RD – Recentemente, o senhor condenou o uso de grampos em escritórios e o desrespeito ao direito de defesa. Em verdade, é uma violação flagrante às prerrogativas dos advogados. Ainda assim, persiste. O que fazer para frear essa situação?
TLS – Eis um tema importante para a vida profissional do Advogado e para a garantia de cidadania.
Como eu tinha dito antes, nem na ditadura os Advogados sofreram tantos constrangimentos. Era inconcebível pensar em violar o arquivo do Advogado, desrespeitar a inviolabilidade do escritório profissional. Não se respeitava o asilo inviolável do lar, de onde os agentes da ditadura retiravam manu militari trabalhadores, estudantes, intelectuais, jornalistas, enfim, quaisquer adversários políticos do regime. Mas não faziam o mesmo quando se tratava do escritório do Advogado.
Essa comparação é impressionante. Hoje, não há nenhum respeito pela atividade do Advogado. Ele é igualado aos inimigos da ditadura de ontem.
É preciso intensificar esse debate; discutir com os estu-dantes; levar o tema para o debate com a sociedade civil. É preciso mais do que nunca fortalecer a OAB, garantidora da cidadania.

RD – Ainda sobre essa questão dos grampos: como se resolver essa questão, tecnicamente, contraditória: de um lado, a necessidade de investigar a contento; de outro, a manutenção das garantias individuais do cidadão?  
TLS – Não há nenhuma justificativa para o uso desses mecanismos sórdidos da investigação criminal. Justifica-se na iminência de um seqüestro, para salvar uma vida, enfim.
Para a atividade de polícia judiciária do cotidiano, devem ser usados métodos de investigação que usem a inteligência e não privilegiem a invasão da intimidade, o desrespeito à liberdade de viver e ao direito que todos temos de não sermos vítimas dessa bisbilhotice patológica.

RD – Atualmente, órgãos como o Ministério Público se vangloriam pela imprensa de ter adquirido equipamentos sofisticados para fazer escutas telefônicas. O Ministério Público pode fazer esse tipo de investigação, mesmo com a existência dos chamados Grupos Especiais?
TLS – Penso que não! Sou absolutamente contra essa invasão da atividade policial. Não vejo nenhuma justificativa disso. E, lamentavelmente, trata-se de uma prática que se desenvolve como se fosse normal. Tenho esperanças de que o CNMP acabe com essa orgia e impeça a proliferação desse “voyeurismo”.

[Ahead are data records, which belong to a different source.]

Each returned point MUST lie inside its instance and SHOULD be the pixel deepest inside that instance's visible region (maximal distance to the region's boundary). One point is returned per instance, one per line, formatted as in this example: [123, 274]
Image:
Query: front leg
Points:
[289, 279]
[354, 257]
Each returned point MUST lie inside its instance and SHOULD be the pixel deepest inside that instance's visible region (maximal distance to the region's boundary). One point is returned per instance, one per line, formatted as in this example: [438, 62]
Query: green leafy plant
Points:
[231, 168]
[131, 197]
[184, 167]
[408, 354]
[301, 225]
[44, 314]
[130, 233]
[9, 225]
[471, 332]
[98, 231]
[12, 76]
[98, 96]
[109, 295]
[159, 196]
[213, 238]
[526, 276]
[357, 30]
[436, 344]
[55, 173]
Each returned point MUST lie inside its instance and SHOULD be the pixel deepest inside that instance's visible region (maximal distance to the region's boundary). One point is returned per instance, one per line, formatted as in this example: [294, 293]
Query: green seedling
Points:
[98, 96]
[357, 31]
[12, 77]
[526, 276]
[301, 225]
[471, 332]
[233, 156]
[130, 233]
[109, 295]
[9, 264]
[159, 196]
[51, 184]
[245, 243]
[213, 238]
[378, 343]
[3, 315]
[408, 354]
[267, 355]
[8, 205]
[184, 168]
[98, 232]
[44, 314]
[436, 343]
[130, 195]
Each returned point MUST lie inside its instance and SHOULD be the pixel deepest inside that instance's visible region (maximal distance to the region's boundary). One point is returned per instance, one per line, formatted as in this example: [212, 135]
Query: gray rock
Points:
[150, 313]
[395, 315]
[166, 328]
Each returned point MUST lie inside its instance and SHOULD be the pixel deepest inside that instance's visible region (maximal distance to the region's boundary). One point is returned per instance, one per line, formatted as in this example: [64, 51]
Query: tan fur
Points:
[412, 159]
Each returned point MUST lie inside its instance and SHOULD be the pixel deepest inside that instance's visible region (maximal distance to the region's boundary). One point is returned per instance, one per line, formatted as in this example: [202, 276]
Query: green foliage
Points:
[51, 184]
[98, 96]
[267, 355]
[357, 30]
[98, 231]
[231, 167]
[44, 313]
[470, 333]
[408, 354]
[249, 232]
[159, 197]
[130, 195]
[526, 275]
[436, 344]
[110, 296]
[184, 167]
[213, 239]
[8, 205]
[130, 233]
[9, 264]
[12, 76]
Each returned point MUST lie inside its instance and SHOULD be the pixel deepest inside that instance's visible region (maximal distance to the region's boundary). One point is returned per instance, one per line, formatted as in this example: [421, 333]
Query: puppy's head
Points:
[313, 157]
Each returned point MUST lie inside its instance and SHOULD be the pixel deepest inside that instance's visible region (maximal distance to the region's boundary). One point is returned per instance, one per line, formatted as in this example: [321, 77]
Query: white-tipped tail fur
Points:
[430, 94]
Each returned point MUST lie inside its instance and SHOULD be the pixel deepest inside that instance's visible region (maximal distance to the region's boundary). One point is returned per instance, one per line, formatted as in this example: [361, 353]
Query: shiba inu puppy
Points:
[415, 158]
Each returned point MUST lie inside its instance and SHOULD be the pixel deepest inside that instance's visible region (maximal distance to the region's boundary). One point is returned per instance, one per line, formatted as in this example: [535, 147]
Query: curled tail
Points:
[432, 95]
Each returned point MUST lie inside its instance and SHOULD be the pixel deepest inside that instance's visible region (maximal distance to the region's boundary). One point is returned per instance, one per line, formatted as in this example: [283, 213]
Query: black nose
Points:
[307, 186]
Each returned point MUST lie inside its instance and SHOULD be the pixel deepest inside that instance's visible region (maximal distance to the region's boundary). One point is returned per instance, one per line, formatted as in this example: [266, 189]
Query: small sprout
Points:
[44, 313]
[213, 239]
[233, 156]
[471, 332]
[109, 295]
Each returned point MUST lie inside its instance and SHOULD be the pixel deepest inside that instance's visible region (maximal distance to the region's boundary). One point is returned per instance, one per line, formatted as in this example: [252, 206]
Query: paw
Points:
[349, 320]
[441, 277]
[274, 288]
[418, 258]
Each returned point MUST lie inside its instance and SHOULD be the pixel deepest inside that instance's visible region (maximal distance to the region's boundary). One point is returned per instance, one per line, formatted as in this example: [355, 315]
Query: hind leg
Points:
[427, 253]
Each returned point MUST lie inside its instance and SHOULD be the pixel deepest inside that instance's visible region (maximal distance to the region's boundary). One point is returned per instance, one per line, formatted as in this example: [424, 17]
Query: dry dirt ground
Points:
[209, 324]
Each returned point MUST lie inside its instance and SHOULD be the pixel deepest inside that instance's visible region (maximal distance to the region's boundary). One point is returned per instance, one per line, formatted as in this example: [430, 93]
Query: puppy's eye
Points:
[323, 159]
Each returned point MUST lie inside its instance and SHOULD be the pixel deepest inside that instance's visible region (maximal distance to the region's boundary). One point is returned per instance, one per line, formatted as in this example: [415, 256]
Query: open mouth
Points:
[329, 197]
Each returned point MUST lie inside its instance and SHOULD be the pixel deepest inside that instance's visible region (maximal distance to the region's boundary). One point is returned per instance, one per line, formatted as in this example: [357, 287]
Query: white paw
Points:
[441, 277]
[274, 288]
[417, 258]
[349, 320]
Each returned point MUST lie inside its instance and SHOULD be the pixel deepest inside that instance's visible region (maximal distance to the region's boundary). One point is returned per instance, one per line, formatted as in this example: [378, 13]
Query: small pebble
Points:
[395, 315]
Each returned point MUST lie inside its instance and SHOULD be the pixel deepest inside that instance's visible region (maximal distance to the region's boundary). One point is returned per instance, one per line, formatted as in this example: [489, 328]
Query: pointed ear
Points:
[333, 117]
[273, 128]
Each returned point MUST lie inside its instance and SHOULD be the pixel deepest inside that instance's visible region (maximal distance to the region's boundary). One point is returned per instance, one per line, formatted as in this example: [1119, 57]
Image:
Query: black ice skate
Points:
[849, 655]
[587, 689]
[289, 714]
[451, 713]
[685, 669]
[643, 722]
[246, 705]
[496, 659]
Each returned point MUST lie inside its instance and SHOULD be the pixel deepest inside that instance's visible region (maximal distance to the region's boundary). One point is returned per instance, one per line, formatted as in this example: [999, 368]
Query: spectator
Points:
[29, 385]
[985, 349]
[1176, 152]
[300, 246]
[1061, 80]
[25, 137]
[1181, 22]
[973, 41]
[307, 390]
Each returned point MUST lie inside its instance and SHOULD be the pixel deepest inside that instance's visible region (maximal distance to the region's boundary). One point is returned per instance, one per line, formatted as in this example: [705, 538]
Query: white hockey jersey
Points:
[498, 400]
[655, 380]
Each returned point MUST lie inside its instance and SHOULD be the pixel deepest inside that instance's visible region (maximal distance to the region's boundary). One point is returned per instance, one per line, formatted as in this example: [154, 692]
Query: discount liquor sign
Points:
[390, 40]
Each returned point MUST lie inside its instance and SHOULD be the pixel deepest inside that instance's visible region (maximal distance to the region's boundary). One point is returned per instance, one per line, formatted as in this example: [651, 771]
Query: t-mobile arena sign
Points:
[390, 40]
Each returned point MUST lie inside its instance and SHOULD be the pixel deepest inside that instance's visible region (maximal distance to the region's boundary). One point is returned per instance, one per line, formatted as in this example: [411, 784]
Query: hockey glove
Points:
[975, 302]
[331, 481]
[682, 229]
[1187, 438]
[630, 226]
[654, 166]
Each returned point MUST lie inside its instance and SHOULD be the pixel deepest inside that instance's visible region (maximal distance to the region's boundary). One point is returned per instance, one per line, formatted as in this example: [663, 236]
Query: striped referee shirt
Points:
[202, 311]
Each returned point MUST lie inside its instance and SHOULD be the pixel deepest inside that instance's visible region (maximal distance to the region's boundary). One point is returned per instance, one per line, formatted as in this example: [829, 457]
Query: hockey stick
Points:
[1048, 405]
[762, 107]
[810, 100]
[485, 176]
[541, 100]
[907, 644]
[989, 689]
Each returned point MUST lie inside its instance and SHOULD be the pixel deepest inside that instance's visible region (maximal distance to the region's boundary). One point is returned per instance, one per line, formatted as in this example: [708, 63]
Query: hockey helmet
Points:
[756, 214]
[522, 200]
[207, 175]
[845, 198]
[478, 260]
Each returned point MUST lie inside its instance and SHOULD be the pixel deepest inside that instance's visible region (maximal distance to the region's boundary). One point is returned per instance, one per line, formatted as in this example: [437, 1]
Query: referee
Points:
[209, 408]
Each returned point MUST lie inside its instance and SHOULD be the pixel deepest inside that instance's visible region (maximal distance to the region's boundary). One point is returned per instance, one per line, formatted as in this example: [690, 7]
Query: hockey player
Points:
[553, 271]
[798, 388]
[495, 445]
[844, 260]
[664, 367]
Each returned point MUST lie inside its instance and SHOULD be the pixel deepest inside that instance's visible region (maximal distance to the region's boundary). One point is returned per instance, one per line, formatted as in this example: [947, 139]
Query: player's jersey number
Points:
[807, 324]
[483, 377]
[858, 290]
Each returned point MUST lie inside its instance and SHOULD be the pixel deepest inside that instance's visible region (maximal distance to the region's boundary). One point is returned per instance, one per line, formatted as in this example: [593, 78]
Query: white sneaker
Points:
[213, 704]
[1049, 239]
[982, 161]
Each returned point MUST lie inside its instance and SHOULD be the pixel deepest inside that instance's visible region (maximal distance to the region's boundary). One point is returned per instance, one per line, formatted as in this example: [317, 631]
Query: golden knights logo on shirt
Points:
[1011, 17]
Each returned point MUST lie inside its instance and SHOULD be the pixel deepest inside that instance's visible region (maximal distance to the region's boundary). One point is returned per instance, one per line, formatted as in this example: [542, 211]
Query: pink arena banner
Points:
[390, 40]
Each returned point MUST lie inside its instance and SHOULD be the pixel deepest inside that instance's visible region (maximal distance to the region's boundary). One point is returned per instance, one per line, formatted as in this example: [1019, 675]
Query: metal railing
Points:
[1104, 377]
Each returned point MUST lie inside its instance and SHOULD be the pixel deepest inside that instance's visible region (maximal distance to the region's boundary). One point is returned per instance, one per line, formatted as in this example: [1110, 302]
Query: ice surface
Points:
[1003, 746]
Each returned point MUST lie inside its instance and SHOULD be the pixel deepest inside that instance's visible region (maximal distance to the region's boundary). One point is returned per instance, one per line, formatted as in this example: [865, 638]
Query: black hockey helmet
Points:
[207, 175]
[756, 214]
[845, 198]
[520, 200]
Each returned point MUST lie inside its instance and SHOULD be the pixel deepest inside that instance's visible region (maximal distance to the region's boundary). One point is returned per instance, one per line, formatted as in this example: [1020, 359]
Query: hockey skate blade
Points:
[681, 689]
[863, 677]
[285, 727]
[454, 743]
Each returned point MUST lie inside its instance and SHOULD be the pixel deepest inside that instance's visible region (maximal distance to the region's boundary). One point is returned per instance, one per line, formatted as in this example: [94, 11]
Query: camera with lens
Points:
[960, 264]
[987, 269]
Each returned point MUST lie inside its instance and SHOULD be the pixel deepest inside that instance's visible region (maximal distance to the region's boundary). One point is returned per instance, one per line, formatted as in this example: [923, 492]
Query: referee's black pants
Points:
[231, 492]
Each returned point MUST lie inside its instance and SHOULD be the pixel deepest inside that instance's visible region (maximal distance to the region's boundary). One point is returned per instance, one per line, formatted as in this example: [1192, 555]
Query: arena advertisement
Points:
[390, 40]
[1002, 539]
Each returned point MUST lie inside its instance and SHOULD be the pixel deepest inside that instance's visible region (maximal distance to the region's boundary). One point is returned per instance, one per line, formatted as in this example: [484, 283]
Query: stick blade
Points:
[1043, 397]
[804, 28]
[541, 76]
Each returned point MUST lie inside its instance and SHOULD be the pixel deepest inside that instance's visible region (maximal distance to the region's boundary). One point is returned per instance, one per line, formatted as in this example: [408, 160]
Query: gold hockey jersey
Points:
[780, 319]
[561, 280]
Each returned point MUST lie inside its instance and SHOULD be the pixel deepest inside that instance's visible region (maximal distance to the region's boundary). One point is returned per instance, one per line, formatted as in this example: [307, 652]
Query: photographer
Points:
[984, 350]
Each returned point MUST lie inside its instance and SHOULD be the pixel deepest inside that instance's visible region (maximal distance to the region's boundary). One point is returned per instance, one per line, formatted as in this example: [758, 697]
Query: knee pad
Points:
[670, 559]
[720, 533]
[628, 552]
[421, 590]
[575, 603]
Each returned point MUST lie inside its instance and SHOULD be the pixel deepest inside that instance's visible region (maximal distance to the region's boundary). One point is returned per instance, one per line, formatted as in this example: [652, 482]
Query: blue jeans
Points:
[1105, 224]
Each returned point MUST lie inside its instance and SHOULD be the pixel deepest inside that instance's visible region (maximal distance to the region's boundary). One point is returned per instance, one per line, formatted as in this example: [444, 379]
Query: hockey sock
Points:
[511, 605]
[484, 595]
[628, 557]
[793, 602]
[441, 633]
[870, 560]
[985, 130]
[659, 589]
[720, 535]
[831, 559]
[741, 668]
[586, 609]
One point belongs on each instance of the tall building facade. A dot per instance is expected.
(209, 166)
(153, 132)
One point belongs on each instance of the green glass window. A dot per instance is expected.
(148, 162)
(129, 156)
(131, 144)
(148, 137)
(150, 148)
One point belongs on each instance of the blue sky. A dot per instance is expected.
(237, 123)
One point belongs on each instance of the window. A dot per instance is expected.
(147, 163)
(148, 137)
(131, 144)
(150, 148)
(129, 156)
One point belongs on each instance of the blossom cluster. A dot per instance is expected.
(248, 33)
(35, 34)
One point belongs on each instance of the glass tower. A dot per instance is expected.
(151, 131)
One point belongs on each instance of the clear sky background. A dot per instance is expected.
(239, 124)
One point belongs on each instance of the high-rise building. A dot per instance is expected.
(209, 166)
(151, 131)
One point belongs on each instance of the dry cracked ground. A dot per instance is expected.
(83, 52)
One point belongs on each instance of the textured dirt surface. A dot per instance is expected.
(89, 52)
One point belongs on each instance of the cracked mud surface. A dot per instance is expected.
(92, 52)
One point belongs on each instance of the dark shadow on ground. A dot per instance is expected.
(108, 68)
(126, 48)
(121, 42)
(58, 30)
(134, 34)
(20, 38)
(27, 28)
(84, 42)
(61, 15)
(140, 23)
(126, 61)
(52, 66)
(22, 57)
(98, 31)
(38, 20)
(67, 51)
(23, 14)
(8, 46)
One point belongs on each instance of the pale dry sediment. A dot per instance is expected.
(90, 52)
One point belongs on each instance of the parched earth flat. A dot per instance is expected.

RD – Há muito se tenta abrir o Judiciário. Por exemplo:
o Executivo é julgado eleitoralmente e todas as atitudes e ainda exposto a cada irregularidades, cada denúncia; o mesmo acontece com o Legislativo, também avaliado pela sociedade. O Judiciário precisa de estabilidade. O senhor acredita que o Judiciário ainda é uma “caixa preta”?
TLS – Acredito que em alguns aspectos ele poderia ser assim considerado. Na questão dos vencimentos, por exemplo, que sempre houve uma tradição de pouca transparência. Com relação à prática do nepotismo, igualmente, ainda hoje há uma reação aqui e ali que não faz justiça ao poder judiciário. Mas de resto, não. O CNJ é um instrumento importante para retirar da sociedade essa impressão que a pergunta insinua. Sou um otimista militante e acredito que o futuro dos Poderes do Estado será um futuro mais democrático e livre.

RD – Ainda nesse sentido, o senhor é a favor de se manter sigilo sobre os procedimentos contra magistrados?
TLS – Sou, em geral, contra as ações sigilosas do poder público. Sempre fui contra as sessões secretas e os votos secretos no exercício do poder. Mas sou absolutamente a favor de que o sigilo a que têm direito as pessoas seja resguardado, seja ele magistrado ou não. Não se pode expor ninguém à execração pública, violando-se os direitos que lhe são assegurados por lei. Fora disso, a Justiça é pública e o cidadão tem o direito de saber o que se passa dentro dela.